An Introduction to Using CouchDB with Django

Published on August 18, 2008. django (72), couchdb (6)

Welcome to the final installment of this series, which has looked at the advantages of Django's loose binding philosophy. At first, we looked at replacing Django's templating system with Jinja2. Next, we looked at using SQLAlchemy instead of Django's ORM, and in this third segment we are going to look at using CouchDB instead of a traditional object relational database for data storage.
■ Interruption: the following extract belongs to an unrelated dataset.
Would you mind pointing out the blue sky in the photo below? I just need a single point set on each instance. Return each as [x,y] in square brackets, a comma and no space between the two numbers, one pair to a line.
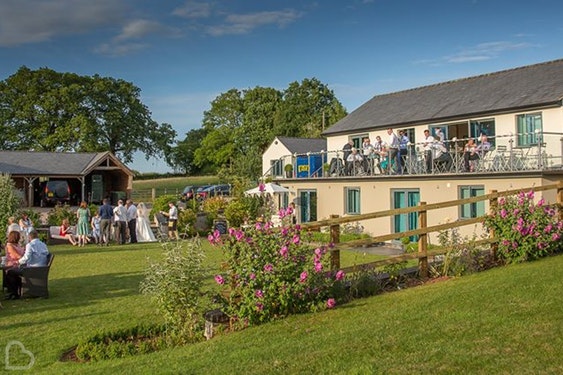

CouchDB is one of the more exciting projects--measured in number of semi-plausible day dreams it has inspired--I've run into in the past year. It is an ideological rival to relational databases, and instead of being focused on highly detailed schemas (long ints, varchars of length 25, and blobs of binary data, oh my) it deals in documents. These documents may be comprised of identical fields, but may also contain dissimilar fields, allowing the same flexibility as Google's BigTable. Beyond that, CouchDB brings some other unexpected goodies to the table like document versioning¹.

Before we get started you'll need to install CouchDB, which won't be covered in this tutorial (install on OS X, install on Windows, install on Ubuntu).

Our Project

In this tutorial we're going to use CouchDB to store the data for a simple Django webapp which will allow us to post and edit simple text documents online. Before we get started we have a bit of setup to do.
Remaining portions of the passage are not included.